# Schwinn B6 (I think)



## Euphman06 (Apr 10, 2013)

Picking this up and surprisingly it's coming practically out of my own backyard. I think it's a B6, I do know it's Goodyear badged but I'm trying to figure out what the tank use to say? Any info I could get would be great from the powers to be here at the cabe. Thanks!


----------



## jkent (Apr 10, 2013)

Streamliner? did you see this one? http://thecabe.com/vbulletin/showthread.php?40373-Original-Paint-Schwinn-B6-Green-Autocycle-For-Sale


----------



## Euphman06 (Apr 10, 2013)

I didnt think streamliners had the springer forks..


----------



## spoker (Apr 10, 2013)

*lettering*

i had a black and white one just like that,it was hard to read but it said streamliner,the letters were bad like yours,mine had a springer and front and rear drum brakes,i think the later ones came with lesser equip,front struts,panther type carrier,and i think rocket ray,googl schwinn streamliner and see what tou get,or some of the bike books


----------



## Euphman06 (Apr 10, 2013)

Sweet, now I have something to obsess over. Any idea in value?


----------



## Larmo63 (Apr 10, 2013)

I believe it's a B.F. Goodrich badged Schwinn B-6. 

Value? The way it is equipped; $800.00-$1,100.00ish, depending on 

how much you can clean and straighten it up....nice bicycle there!


----------



## Wayne Adam (Apr 11, 2013)

*Euphman*

Hey Jim,  Nice bike!. How did I miss this one?. Was it on our local CL?
Can you tell me what you paid for it?
Anyway, great bike & good luck with it..............Wayne

PS...If you can't handle the stress of owning this bike, please let me know I'll drive over
and pick it up from you.


----------



## Euphman06 (Apr 11, 2013)

It's not posted on craiglist, it was in response to one of my wanted ads through craigslist though. As far as price, I"m not sure I want to say yet, maybe I'll break down and blurt it out, but it's a pretty fair price


----------



## Euphman06 (Apr 11, 2013)

Yay, the boards are back up! but on another note I finally have this home and the tank says Streamliner so it is a streamliner, serial number dates it to 1950. Guy didn't tell me the underside of the seat needs to be welded in one spot, but the leather is real nice aged on top atleast. Seller said he wasn't even thinking about selling it until he by chance hopped on CL and was looking for a way to sell his lawn mower and looked through the wanted ads and saw my post. Said he never goes on CL if it wasn't for getting rid of a lawn mower so I think I got pretty darn lucky. So I went from thinking a B6, to a Streamliner, then back to a B6 and it ends up being a streamliner. Looks like it will clean and polish pretty decently. Got two new whitewalls and tubes thrown in the deal as well. I think I did pretty well for $160


----------



## Obi-Wan Schwinnobi (Apr 11, 2013)

Euphman06 said:


> Yay, the boards are back up! but on another note I finally have this home and the tank says Streamliner so it is a streamliner, serial number dates it to 1950. Guy didn't tell me the underside of the seat needs to be welded in one spot, but the leather is real nice aged on top atleast. So I went from thinking a B6, to a Streamliner, then back to a B6 and it ends up being a streamliner. Looks like it will clean and polish pretty decently. I think I did well for $160



B6 is the model!.. streamliner is a b6 with a different tank decal, badge and chainguard decal ..thats it!


----------



## Euphman06 (Apr 11, 2013)

fatbar said:


> B6 is the model!.. streamliner is a b6 with a different tank decal ..thats it!

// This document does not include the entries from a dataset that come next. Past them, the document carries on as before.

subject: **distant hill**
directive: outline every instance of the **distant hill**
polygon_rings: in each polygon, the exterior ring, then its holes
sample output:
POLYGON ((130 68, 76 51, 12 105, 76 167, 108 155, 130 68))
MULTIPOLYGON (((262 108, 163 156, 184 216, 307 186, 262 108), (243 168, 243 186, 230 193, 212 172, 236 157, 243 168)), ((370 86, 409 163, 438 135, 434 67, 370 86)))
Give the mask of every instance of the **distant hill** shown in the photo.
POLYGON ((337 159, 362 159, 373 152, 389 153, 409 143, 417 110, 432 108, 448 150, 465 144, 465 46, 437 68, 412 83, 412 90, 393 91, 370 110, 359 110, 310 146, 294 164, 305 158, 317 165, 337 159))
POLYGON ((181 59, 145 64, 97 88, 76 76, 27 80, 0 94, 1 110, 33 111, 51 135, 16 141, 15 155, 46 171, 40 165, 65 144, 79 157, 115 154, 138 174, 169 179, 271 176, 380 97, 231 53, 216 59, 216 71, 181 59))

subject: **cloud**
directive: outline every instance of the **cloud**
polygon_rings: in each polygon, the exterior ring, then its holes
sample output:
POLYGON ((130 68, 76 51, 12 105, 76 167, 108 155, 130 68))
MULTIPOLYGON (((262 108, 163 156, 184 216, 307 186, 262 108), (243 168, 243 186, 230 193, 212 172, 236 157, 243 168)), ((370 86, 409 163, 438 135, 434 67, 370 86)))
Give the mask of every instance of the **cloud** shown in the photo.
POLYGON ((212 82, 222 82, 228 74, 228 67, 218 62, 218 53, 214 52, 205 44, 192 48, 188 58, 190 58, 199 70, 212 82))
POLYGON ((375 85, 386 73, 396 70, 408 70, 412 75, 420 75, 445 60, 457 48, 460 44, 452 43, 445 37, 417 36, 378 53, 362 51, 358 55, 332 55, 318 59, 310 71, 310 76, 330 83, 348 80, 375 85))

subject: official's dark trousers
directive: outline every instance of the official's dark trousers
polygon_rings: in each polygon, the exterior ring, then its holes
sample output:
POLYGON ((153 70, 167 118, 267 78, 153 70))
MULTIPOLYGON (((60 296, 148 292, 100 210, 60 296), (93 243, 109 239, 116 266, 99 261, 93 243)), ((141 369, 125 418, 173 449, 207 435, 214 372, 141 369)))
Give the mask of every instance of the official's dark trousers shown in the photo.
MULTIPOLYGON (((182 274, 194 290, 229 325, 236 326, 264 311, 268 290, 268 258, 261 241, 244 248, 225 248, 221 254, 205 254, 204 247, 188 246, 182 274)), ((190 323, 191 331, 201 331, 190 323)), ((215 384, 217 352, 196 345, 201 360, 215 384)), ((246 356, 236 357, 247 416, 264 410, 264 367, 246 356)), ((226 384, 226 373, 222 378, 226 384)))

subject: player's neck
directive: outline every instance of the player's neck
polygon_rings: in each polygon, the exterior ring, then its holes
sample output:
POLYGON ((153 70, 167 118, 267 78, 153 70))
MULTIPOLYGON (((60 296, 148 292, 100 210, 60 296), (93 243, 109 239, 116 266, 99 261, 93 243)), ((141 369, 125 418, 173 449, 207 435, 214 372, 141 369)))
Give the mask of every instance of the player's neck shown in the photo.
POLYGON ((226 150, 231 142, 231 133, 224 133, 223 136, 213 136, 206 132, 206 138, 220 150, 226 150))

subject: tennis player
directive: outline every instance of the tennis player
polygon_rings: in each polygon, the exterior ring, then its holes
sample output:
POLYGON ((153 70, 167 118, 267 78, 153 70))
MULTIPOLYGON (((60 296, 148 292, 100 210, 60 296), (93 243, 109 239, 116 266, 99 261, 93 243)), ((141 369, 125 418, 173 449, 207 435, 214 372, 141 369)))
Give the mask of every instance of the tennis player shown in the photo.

So I was going back and forth between the same thing essentially... (live and learn)


----------



## jkent (Apr 12, 2013)

How about I give you 2X's your $$ back and I won't complain about the seat at all I promise!


----------



## cyclonecoaster.com (Apr 12, 2013)

*Great deal @ $160.-*

*That's a steal -- good job -- A Schwinn B6 that was sold through BF Goodrich stores built to their specifications - BF Goodrich headbadge - BF Goodrich Chainguard decal - BF Goodrich "STREAMLINER" decals on the tank itself -- 

Below is a picture of a pre-war 1941 version of the BF Goodrich Streamliner -- there are a few differences on the pre-war versus the post-war version - with the most notable being the non-embossed style tank & the paint scheme on this tank is specific to the BF Goodrich STREAMLINER model -- 

Grease her up & get out & Ride Vintage - Frank*


----------